Olá, O “acordo” é proposto ou concluído pela NATO e é concluído a partir da Dinamarca e da Gronelândia?
Obrigado pela sua pergunta, que continua difícil de responder, pois os detalhes deste acordo-quadro, anunciado quarta-feira pelo Presidente americano, Donald Trump, na sequência de uma reunião com o Secretário-Geral da Aliança, Mark Rutte, à margem do Fórum Económico Mundial em Davos, permanecem obscuros. “Eu próprio não sei exatamente o que contém o acordo relativo ao meu país”lamentou ontem o primeiro-ministro groenlandês, Jens-Frederik Nielsen.

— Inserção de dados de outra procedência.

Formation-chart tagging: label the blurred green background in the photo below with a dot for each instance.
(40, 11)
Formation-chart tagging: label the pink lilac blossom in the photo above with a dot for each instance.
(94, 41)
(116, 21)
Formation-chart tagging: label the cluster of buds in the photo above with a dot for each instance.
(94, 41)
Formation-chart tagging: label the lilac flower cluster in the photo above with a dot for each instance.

Após o anúncio deste acordo, Donald Trump descartou o cenário de uso da força para tomar a Gronelândia e renunciou à imposição de novos direitos aduaneiros contra vários países europeus. Por outro lado, declarou ter obtido uma “acesso total” e permanente no território autónomo dinamarquês e alegou que o acordo incluía “direitos mineiros” e seu projeto de escudo antimíssil denominado “Golden Dome”. Mark Rutte, por seu lado, confirmou que a NATO iria reforçar a sua presença no Árctico, mas negou que as questões dos recursos minerais da ilha ou da sua soberania tenham sido discutidas durante o seu encontro com o presidente americano.
A imprensa mencionou esta semana, nomeadamente, a renegociação do acordo de defesa da Gronelândia, celebrado entre os Estados Unidos e a Dinamarca, que rege o acesso e a presença militar americana na ilha do Árctico. O acordo de 1951 estabeleceu o direito dos Estados Unidos de construir bases militares na Groenlândia e de viajar livremente dentro do seu território. Este direito permanece em vigor enquanto a Dinamarca e a Gronelândia forem informadas das ações de Washington, que tem uma base em Pituffik, no norte da ilha.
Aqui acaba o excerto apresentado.